Python re.sub always returns the original string value and ignores given pattern-CodePudding

My code below

old = """
B07K6VMVL5
B071XQ6H38
B0B7F6Q9BH
B082KTHRBT
B0B78CWZ91
B09T8TJ65B
B09K55Z433
"""
duplicate = """
B0B78CWZ91
B09T8TJ65B
B09K55Z433
"""
final = re.sub(r"\b{}\b".format(duplicate),"",old)
print(final)

The final always prints the old variable values.I want the duplicate values to be removed in the old variable

CodePudding user response：

The block string should not start/end in a new line since it will introduce a \n character.
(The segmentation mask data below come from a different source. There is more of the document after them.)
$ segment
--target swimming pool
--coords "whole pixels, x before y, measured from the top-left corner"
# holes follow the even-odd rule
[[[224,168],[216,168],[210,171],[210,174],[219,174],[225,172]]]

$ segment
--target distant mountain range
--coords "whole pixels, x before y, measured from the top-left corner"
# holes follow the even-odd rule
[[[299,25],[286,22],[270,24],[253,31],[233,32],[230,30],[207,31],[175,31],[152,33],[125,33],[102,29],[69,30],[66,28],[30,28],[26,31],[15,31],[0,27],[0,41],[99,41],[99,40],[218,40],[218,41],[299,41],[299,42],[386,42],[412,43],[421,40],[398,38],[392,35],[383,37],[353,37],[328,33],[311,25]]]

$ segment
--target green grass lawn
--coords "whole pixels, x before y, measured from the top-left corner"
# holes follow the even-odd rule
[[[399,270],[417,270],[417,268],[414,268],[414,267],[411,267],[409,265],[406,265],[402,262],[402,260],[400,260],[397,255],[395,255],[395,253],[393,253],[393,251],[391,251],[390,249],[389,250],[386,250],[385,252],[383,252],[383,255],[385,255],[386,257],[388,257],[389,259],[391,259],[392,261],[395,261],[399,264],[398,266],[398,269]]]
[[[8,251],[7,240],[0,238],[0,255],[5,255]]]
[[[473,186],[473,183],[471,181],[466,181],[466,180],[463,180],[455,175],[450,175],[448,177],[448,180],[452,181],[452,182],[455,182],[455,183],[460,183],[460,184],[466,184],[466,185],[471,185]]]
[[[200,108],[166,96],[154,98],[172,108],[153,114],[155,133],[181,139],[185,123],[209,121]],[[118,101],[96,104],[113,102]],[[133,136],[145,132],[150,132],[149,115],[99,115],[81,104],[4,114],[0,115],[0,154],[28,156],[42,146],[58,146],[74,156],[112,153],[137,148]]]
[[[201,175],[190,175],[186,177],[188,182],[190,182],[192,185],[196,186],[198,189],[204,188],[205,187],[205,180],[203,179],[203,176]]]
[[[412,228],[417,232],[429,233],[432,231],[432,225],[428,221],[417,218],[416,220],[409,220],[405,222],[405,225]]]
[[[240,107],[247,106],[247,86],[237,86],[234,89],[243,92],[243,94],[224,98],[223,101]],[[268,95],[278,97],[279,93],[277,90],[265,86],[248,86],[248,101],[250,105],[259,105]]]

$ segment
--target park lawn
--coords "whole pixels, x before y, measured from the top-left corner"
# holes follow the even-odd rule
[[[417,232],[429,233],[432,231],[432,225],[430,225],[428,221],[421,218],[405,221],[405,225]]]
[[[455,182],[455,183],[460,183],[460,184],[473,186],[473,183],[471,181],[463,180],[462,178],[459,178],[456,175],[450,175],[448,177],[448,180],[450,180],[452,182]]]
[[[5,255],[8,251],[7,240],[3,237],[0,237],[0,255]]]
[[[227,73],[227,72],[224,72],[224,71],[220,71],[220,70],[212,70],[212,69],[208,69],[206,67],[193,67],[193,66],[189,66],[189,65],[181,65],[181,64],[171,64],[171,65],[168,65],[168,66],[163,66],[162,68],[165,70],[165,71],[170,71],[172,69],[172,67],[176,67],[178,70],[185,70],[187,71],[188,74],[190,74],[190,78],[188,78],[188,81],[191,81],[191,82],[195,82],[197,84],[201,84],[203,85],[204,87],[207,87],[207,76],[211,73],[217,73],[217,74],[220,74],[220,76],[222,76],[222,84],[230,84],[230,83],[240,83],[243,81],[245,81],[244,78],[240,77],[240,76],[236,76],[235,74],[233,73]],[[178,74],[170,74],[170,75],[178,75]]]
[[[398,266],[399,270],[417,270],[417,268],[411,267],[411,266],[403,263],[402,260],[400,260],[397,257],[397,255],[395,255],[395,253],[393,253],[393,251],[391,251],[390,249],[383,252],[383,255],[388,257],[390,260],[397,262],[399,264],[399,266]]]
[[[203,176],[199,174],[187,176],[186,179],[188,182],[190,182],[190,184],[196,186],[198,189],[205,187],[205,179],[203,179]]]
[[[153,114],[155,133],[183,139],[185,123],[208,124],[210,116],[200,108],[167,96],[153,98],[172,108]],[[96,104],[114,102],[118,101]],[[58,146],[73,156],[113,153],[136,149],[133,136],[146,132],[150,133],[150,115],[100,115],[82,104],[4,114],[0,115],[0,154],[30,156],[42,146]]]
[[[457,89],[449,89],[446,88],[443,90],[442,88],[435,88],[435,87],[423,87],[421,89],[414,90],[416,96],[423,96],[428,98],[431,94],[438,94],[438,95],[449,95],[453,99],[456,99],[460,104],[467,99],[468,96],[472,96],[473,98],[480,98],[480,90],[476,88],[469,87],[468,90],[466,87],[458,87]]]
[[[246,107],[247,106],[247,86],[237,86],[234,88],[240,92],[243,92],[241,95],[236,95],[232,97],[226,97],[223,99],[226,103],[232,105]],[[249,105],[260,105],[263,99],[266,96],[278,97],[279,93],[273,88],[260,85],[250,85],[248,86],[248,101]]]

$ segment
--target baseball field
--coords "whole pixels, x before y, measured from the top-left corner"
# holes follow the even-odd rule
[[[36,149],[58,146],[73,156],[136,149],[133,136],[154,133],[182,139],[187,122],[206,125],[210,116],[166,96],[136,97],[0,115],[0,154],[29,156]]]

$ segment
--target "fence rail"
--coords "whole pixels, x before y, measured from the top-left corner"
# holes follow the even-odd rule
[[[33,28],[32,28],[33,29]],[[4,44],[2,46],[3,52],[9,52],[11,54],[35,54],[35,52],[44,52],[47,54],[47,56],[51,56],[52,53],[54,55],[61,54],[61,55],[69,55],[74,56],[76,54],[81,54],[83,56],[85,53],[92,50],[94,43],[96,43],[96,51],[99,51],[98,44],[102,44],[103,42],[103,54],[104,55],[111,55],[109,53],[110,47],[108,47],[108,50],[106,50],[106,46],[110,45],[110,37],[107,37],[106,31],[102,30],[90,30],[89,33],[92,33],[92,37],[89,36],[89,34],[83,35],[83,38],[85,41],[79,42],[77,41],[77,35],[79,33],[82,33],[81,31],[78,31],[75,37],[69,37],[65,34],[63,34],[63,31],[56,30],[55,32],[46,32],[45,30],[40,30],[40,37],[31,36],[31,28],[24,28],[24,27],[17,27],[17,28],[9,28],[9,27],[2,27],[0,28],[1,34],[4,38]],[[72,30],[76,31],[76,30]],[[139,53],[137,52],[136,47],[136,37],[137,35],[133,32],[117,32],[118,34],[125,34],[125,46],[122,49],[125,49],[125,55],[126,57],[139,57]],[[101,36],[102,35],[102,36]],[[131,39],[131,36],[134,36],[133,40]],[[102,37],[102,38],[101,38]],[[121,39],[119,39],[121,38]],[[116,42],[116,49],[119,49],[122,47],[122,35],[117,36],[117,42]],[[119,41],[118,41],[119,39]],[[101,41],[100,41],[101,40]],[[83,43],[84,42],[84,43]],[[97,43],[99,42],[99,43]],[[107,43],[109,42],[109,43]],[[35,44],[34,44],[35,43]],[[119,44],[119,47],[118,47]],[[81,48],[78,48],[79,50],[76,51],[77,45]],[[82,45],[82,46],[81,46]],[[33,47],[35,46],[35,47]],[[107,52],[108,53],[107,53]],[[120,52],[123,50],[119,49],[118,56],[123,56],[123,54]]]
Try with

old = """B07K6VMVL5
B071XQ6H38
B0B7F6Q9BH
B082KTHRBT
B0B78CWZ91 #    <-
B09T8TJ65B #    <-
B09K55Z433""" # <-

duplicate = """B0B78CWZ91
B09T8TJ65B
B09K55Z433"""

and the result will not equal to the old.

Output

B07K6VMVL5
B071XQ6H38
B0B7F6Q9BH
B082KTHRBT

Alternatively use the block string like this

"""\
B0B78CWZ91
B09T8TJ65B
B09K55Z433\
"""

CodePudding user response：

It seems you can use

final = re.sub(r"(?!\B\w){}(?<!\w\B)".format(re.escape(duplicate.strip())),"",old)

Note several things here:

duplicate.strip() - the whitespaces on both ends may prevent from matching, so strip() removes them from the duplicates
re.escape(...) - if there are special chars they are properly escaped with re.escape
(?!\B\w) and (?<!\w\B) are dynamic adaptive word boundaries. They provide proper matching at word boundaries if required.